Allan Wright, a Bahamas-based economist, speaking at a fiscal policy workshop hosted by the IDB and the Government, said fiscal rules have become "a popular mechanism by which to anchor fiscal policy, infuse fiscal discipline and promote credibility".
His comments came after Deputy Prime Minister, K Peter Turnquest, while speaking at the same workshop earlier this week, confirmed the Minnis administration's commitment to introduce fiscal rules legislation in February/March 2018 to prevent "runaway spending".
"The ultimate objective of fiscal rules is to promote sustainable growth, while at the same time controlling deficits and limiting debt accumulation," said Mr Wright.
"Ambiguities in the objectives and definition can lead to ineffective enforcement; hence a fiscal rule and its objective should be clearly defined.
"In the context of Caribbean countries, a delicate balance must be struck between the short-term and long-term objectives in the creation of any fiscal rule(s)," Mr Wright continued.
Mr Wright said the economic, political and institutional characteristics of a country are integral to the design of any fiscal rule.
"While there is no 'one-size-fits-all' approach, there are some broad principles that should guide the design of fiscal rules.
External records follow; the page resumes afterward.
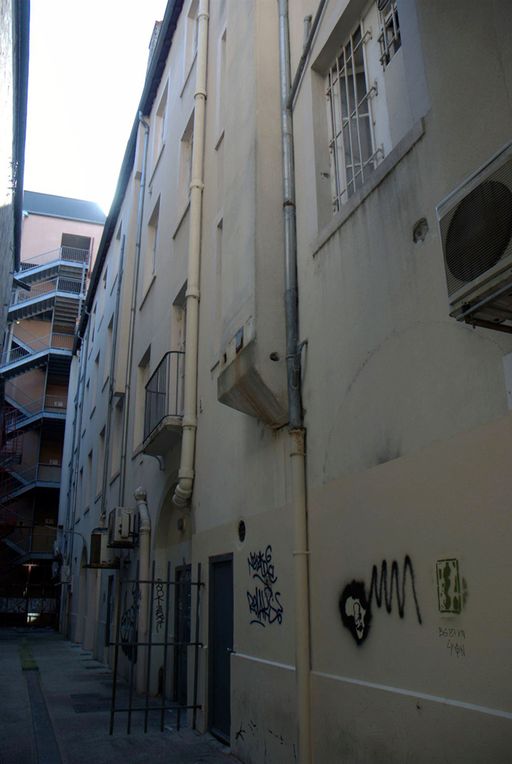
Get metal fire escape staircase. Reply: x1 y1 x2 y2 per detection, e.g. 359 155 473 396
0 247 89 565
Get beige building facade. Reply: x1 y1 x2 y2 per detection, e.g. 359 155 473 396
60 0 512 764
0 191 104 626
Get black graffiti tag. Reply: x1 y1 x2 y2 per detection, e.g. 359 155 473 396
120 584 140 663
155 578 165 632
247 544 283 627
338 555 422 645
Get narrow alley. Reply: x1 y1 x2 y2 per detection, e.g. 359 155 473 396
0 629 238 764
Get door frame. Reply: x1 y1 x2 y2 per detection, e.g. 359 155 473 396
207 552 235 745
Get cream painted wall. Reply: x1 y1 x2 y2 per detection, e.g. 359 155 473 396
61 0 512 764
21 213 103 267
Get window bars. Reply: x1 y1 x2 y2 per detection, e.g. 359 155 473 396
107 562 204 735
326 25 381 212
379 0 402 68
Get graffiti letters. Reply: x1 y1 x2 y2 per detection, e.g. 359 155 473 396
438 626 466 658
120 584 140 663
247 544 283 627
339 555 421 645
155 578 165 633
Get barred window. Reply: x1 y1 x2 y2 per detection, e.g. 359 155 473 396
378 0 402 67
327 24 381 212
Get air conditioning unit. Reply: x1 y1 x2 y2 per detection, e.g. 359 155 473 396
88 528 119 568
436 143 512 331
108 507 135 549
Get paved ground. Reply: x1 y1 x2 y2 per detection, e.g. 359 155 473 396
0 629 238 764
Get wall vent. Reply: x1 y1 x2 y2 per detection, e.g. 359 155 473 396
436 144 512 331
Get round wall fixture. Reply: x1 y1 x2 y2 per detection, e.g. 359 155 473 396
446 180 512 282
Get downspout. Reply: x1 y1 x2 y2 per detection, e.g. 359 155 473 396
134 488 151 693
278 0 325 764
66 322 90 636
99 234 126 527
172 0 208 508
119 112 149 506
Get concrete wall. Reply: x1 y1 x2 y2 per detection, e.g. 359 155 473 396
0 0 14 352
22 212 103 264
61 0 512 764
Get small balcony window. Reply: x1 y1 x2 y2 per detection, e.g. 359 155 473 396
144 350 185 455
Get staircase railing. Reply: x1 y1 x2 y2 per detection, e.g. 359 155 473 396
0 462 62 506
20 247 89 271
11 276 82 307
0 332 74 366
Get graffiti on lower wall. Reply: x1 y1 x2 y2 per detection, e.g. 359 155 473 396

Primarily, these include simplicity and transparency, credibility, and flexibility," he added.
Mr Wright said a country's policy objectives and priorities will determine the precise type of rule introduced, and the nature of supporting Fiscal Responsibility legislation.
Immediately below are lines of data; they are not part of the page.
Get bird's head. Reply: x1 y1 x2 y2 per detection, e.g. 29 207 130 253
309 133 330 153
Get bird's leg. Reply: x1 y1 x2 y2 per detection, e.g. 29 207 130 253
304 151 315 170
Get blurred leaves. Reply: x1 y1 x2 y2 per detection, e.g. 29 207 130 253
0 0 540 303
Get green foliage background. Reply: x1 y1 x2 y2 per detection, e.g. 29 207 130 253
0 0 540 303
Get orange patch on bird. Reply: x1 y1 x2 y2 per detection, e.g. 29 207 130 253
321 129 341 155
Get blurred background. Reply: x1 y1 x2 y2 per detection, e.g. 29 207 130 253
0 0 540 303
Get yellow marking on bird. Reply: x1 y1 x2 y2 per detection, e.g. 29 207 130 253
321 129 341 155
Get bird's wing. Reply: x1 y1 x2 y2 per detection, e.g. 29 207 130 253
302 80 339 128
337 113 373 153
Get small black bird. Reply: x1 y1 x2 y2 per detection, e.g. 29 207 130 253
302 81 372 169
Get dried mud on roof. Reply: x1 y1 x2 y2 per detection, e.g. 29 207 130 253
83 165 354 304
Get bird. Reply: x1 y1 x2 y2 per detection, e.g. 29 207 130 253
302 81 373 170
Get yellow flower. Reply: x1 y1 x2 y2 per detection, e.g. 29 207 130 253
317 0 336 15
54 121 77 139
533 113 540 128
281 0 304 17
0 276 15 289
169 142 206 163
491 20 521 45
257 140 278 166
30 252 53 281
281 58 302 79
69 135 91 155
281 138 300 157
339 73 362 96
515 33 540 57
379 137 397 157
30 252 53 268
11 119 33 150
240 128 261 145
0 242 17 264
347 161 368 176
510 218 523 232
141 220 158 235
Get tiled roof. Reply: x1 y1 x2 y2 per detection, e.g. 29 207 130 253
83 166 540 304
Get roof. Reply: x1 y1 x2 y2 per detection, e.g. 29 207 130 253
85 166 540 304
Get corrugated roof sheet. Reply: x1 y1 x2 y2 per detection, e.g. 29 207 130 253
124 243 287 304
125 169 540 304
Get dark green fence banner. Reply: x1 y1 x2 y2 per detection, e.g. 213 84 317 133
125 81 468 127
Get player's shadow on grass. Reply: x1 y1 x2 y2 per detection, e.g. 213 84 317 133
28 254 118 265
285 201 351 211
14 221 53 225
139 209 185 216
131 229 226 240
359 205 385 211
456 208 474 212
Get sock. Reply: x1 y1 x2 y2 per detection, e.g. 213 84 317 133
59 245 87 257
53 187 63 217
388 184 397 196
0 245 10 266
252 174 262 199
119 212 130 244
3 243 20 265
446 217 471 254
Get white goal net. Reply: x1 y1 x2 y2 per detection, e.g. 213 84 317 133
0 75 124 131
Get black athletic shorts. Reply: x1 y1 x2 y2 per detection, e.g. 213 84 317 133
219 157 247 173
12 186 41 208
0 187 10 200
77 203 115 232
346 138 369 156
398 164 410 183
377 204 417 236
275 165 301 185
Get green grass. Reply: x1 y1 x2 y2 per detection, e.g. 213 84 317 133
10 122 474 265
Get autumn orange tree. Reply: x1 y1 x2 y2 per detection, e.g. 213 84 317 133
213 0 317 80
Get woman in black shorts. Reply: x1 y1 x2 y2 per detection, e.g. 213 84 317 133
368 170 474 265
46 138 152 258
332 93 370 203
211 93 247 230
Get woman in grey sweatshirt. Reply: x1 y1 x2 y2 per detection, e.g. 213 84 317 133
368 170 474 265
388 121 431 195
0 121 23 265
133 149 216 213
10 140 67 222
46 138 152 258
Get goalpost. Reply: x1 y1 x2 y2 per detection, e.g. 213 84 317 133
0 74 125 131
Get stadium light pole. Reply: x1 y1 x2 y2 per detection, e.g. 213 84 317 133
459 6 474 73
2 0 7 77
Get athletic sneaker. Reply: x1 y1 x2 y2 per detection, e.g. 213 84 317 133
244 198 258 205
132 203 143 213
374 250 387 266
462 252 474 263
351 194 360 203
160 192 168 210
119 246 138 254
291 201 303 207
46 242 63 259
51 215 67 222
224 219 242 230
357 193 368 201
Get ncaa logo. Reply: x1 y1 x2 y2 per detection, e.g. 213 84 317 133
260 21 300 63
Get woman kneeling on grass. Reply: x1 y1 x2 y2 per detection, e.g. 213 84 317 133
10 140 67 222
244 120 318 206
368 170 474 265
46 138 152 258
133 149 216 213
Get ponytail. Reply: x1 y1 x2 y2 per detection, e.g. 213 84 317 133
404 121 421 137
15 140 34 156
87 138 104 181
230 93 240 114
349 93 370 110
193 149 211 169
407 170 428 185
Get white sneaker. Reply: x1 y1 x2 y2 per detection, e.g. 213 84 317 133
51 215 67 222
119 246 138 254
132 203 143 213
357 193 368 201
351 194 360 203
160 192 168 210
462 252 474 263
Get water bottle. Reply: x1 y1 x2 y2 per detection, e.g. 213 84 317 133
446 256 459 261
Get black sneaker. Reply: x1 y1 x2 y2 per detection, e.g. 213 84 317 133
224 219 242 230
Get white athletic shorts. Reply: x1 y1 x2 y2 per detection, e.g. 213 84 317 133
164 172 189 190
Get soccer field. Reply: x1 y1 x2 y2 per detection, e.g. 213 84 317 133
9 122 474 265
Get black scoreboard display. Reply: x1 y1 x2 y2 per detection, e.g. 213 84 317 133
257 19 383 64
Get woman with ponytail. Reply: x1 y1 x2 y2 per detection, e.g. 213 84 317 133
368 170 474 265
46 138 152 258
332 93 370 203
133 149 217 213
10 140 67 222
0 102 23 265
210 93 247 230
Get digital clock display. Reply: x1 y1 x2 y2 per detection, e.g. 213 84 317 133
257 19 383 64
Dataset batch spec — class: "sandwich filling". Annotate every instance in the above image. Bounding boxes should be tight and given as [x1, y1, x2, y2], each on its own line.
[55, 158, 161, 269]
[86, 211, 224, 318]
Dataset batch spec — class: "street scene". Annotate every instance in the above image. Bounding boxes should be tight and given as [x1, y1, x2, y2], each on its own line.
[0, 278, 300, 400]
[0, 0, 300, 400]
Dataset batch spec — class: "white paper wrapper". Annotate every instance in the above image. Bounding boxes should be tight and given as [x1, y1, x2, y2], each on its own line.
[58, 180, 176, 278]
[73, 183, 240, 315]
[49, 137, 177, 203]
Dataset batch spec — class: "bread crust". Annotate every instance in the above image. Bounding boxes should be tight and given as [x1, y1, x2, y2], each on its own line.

"Countries that are highly indebted might require both a primary balance and a debt rule to firmly entrench medium-term fiscal and debt sustainability, as opposed to a country where only a spending rule might be fitting, given its relatively low level of indebtedness and little, if any, sustainability concerns," said Mr Wright.
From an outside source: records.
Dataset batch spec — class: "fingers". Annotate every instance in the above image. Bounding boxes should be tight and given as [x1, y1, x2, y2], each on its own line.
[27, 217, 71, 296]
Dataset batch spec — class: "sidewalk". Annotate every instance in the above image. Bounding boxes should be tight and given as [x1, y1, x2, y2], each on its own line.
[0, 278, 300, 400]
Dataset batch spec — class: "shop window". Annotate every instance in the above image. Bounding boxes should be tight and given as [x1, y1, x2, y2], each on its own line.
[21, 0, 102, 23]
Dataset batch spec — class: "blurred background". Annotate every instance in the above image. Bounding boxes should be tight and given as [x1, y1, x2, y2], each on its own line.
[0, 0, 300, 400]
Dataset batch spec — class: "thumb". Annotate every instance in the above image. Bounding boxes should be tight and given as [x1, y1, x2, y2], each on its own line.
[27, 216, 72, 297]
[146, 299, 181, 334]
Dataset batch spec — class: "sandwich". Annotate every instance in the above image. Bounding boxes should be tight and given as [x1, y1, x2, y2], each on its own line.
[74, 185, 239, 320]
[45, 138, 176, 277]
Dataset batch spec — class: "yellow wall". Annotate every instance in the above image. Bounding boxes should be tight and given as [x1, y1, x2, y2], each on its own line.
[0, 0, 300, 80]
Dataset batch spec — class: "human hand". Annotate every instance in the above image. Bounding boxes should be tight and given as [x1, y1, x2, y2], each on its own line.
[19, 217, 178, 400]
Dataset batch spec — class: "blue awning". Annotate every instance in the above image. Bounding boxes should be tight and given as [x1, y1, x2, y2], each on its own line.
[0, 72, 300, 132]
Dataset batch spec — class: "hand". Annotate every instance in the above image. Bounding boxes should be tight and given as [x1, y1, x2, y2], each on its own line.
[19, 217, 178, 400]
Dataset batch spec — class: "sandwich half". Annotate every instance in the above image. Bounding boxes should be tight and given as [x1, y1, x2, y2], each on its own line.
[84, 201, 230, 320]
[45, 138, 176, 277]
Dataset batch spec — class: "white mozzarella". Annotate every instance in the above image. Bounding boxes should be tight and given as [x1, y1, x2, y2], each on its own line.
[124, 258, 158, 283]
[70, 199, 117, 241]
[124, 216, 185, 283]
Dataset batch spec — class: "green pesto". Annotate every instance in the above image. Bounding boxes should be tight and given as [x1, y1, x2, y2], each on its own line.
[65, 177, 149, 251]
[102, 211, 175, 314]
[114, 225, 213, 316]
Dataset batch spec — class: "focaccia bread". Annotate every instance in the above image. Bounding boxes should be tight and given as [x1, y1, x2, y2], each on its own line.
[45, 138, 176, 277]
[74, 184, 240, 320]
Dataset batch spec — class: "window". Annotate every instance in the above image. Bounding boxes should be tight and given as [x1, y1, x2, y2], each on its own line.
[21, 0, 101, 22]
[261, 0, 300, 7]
"Institutional requirements will also vary by country. "For example, country-specific, medium-term objectives and budgetary arrangements must be considered. Global good practices suggest that the strength of fiscal institutions and an effective supporting medium-term budgetary architecture contribute significantly to the success or failure of fiscal rules."
Mr Wright added that in establishing fiscal rules "political will" is vital, and public consultation as well as stakeholder buy-in, crucial.